En todo caso que es sandbox y/o donde puedo encontrar información al respecto para los errores de compilación como ese?

De todas maneras uso un kernel 22 (parcheado, un kamikaze, por incluir varias cosas que necesito...), según dices no me hace falta...

----------

## gringo

 *Quote:*   

> En todo caso que es sandbox y/o donde puedo encontrar información al respecto para los errores de compilación como ese?

 

el sandbox es mas o menos para "instalar software en un entorno seguro" y últimamente por los contínuos cambios en el kernel, se ha ahostiao con este para poder compilar módulos. A mi sólo me pasó a partir del 2.6.23 ( creo), pero puede pasar desde antes por lo que he leído.

Hay un documento oficial por ahi que explica como es sandbox y como funciona pero ahora no lo encuentro, sólo encuentro esto.

De cualquier manera actualiza a esa versión y listo  :Smile: 

saluetes

----------

## wurstburg

Muchisimas gracias a todos, solo tenia que instalar la nueva version de sandbox, lo raro es que esta no me aparecia en "emerge world" pero ya lo logure.

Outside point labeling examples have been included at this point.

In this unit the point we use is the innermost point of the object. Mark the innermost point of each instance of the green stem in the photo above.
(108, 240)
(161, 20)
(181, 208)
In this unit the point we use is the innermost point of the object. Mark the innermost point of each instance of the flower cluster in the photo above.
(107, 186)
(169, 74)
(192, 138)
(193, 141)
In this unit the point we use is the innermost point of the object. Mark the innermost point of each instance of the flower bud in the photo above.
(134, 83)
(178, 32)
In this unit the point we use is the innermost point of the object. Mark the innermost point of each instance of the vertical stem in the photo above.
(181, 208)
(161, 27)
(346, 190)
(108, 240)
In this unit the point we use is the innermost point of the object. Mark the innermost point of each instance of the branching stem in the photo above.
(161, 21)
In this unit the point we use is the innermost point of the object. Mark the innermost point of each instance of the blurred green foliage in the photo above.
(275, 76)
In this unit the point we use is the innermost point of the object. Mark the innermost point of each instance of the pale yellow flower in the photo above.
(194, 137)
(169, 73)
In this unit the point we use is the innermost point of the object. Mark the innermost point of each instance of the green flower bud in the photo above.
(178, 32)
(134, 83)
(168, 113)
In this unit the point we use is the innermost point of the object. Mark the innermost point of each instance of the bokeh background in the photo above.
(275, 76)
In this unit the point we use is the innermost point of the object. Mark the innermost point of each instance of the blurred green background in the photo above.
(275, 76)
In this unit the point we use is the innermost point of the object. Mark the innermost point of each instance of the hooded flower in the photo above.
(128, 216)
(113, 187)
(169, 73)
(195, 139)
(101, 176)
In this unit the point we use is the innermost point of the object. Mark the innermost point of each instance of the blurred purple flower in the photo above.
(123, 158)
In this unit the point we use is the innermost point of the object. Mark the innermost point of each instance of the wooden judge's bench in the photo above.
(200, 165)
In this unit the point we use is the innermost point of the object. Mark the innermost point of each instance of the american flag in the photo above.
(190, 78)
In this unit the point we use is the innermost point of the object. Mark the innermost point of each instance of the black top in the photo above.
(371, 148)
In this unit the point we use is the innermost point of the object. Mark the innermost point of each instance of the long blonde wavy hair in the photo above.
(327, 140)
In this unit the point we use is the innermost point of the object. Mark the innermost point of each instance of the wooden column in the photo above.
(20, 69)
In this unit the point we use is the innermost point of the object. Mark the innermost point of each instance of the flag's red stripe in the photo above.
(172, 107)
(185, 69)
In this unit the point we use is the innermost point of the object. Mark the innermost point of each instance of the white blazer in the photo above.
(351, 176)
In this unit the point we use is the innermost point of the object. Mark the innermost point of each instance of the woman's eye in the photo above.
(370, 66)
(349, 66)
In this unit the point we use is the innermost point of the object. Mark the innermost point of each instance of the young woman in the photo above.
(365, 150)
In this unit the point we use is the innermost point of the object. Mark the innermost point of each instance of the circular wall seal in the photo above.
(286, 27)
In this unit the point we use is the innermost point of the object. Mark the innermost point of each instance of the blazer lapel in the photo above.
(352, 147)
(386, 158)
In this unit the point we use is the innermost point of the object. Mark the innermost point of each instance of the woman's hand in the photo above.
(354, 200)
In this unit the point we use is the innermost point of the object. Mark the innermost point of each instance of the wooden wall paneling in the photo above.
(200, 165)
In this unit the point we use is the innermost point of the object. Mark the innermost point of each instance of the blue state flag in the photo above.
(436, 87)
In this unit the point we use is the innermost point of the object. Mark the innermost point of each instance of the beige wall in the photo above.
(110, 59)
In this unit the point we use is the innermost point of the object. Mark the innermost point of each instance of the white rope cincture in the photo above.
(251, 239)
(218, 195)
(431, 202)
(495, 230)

Igualmente sigo con problemas porque vmware no se descarga via emerge, sino que intente descargarlo desde la paguina oficial e instalarlo, pero me aparese el tipico error de rc0.d , si alguno sabe como solucionarlo o que esta pasando con el ebuild de vmware-workstation les agradeceria  :Very Happy: 

Atte 

Lucas

----------

## sefirotsama

como siempre, gracias gringo y suerte wurnstburg (no puedo ayudarte)

----------